Erwin and Collini made false entries in the log; in fact, they conducted fewer than half of the checks they recorded. (Collini Dep., Doc. 69-4, #349; Erwin Am. Disc. Resp., Doc. 71-2, #862). That being said, Collini testified he saw Howell alive and seated in the chair at 7:24 p.m. (Collini Dep., Doc. 69-4, #346). At about 9:45 p.m., Hunt and another officer discovered Howell dead in the restraint chair when they arrived to evaluate him for release. (Guy Decl., Doc. 72, #874). The parties dispute the cause of Howell’s death. The NaphCare Defendants

say that Howell died of a sudden cardiac arrest, which they claim resulted, at least in part, from a prior chest stab wound that had required open heart surgery approximately a year earlier. (NaphCare Proposed Undisputed Facts, Doc. 85-1, #1587; Evans Decl., Doc. 79-2, #1305; Kiss Decl, Doc. 79-3, #1314–15). Howell’s estate argues, by contrast, that, over the course of the roughly four hours he spent in the restraint chair, Howell died of rhabdomyolysis, a complication from sickle cell disease, and that this complication was triggered by Howell’s fight with the other inmate. (Steinberg Expert Report, Doc. 87-3, #1693).
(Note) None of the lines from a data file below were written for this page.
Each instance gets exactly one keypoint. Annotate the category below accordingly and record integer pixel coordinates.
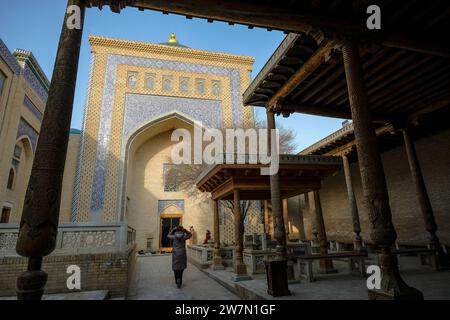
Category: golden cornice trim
(169, 50)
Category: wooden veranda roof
(310, 78)
(298, 174)
(418, 25)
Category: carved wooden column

PROCEDURAL BACKGROUND Howell’s estate filed this suit on May 20, 2019. (Compl., Doc. 1). As relevant here, the Complaint alleges that Officers Erwin, Collini, and Hunt, and Hamilton County Sheriff Jim Neil (the “Hamilton County Defendants”), as well as Nurse Jordan, Nurse Arthur, and NaphCare (the “NaphCare Defendants”), violated the Fourteenth Amendment through deliberate indifference to Howell’s serious medical

need. (Id. at #10). On March 15, 2021, both the Hamilton County Defendants and the NaphCare Defendants separately moved for summary judgment on all of Howell’s estate’s claims. (Docs. 84, 85). As relevant here, all Defendants argued that Howell’s estate created no genuine dispute as to whether any of them consciously disregarded Howell’s serious medical need. (Hamilton Cnty. Mot. for Summ. J., Doc. 84, #1524, 1532). Briefing on those motions was completed on April 26, 2021. The Court heard

oral argument on October 14, 2021. The Court issued an Opinion (Doc. 105) on November 2, 2021.